Klopp’s transformation of the club is underpinned by a culture of continual improvement, explains Lijnders, with the work of each department around him coming together to make critical gains for the team on the pitch.

“We try to support Jürgen in the best way possible,” Lijnders, assistant manager for the Reds alongside Peter Krawietz, told Liverpoolfc.com recently.

“I’m responsible for the training process, Peter is really responsible for the analysis of the opposition and analysis of our team. All the ideas Jürgen has and the way he wants to set up and be competitive in each game, we just try to support him in the best way possible.

“Everybody knows you are a product of your own environment – the better people you have around you, the easier things become. I am blessed, of course, that Jürgen has this trust and gives me the freedom.

“We are blessed [with] our group – and you speak about Peter, me and the gaffer but there are so many people. The departments, how they evolved over the last four or five years, they all search for perfection knowing that perfection doesn’t exist. See how our pitches are prepared each day by our ground staff… these things make us consistent.

“Each department is searching for and has the ambition and passion. I believe that only comes first from your leader and second, that it’s trust and everybody wants to give one per cent more, so the team is better prepared for the next game.

“I think we made big, big steps in this. A big compliment for each department.”

Lijnders became part of Klopp’s backroom team upon the German’s arrival in October 2015, having stepped up to Melwood duties the preceding summer.

The set-up has since evolved consistently, with Jack Robinson bolstering John Achterberg’s goalkeeping staff and Vitor Matos arriving as elite development coach – in addition to the departments dedicated to analysis, fitness, rehabilitation, nutrition and more.

“My confidence is big enough that I can really let people grow next to me. I need experts around,” said Klopp of his leadership approach last year. “Have strong people around you with better knowledge in different departments than yourself.”

Lijnders notes: “He is very intelligent. His brain works differently to many others, that’s for sure. Each day he surprises me – and we worked how long together? Four-and-a-half or five years.

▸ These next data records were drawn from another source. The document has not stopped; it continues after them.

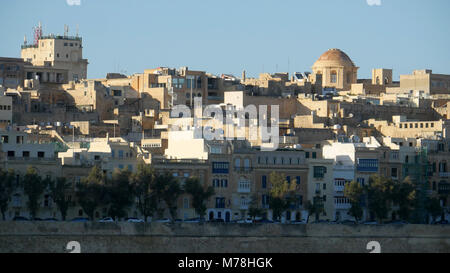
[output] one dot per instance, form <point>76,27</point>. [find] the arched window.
<point>333,78</point>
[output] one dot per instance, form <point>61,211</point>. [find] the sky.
<point>230,36</point>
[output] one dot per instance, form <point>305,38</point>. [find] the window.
<point>265,201</point>
<point>333,77</point>
<point>220,167</point>
<point>361,181</point>
<point>215,183</point>
<point>237,163</point>
<point>186,203</point>
<point>367,165</point>
<point>394,172</point>
<point>247,164</point>
<point>319,171</point>
<point>264,182</point>
<point>220,203</point>
<point>224,183</point>
<point>244,186</point>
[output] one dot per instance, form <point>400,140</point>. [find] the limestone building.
<point>59,52</point>
<point>337,69</point>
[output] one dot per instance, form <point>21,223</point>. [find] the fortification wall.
<point>219,238</point>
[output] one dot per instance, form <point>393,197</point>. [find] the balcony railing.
<point>244,189</point>
<point>243,169</point>
<point>41,159</point>
<point>343,206</point>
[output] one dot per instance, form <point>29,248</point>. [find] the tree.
<point>171,193</point>
<point>59,191</point>
<point>280,194</point>
<point>33,186</point>
<point>91,191</point>
<point>354,191</point>
<point>7,187</point>
<point>199,194</point>
<point>142,182</point>
<point>380,193</point>
<point>433,206</point>
<point>404,195</point>
<point>119,193</point>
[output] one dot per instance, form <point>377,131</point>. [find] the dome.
<point>334,57</point>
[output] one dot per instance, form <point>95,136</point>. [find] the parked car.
<point>80,220</point>
<point>106,220</point>
<point>265,221</point>
<point>20,219</point>
<point>397,222</point>
<point>298,223</point>
<point>134,220</point>
<point>441,222</point>
<point>370,223</point>
<point>193,220</point>
<point>348,222</point>
<point>245,221</point>
<point>164,220</point>
<point>321,222</point>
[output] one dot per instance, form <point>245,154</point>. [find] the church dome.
<point>334,57</point>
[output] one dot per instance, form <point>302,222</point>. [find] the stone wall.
<point>219,238</point>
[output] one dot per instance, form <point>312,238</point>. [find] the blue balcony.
<point>367,165</point>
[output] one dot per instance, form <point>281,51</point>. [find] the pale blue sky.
<point>229,36</point>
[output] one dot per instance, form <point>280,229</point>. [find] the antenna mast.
<point>37,34</point>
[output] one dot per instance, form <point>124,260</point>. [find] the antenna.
<point>37,34</point>
<point>66,30</point>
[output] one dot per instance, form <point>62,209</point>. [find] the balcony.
<point>343,206</point>
<point>339,189</point>
<point>243,169</point>
<point>444,188</point>
<point>244,189</point>
<point>244,207</point>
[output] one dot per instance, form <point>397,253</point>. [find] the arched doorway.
<point>227,217</point>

He changes perception in five minutes.

“We really feel that we are a team. We prepare together, we plan together, we act together, we coach together. It’s what I say constantly: three brains can do much more than one brain, if the three brains think in a common way and have the same messages and same passion and same dedication.

“That’s the secret if you are working with a team, that everybody wants the same and understands the way we want to play and the way we want to develop on the training pitch.”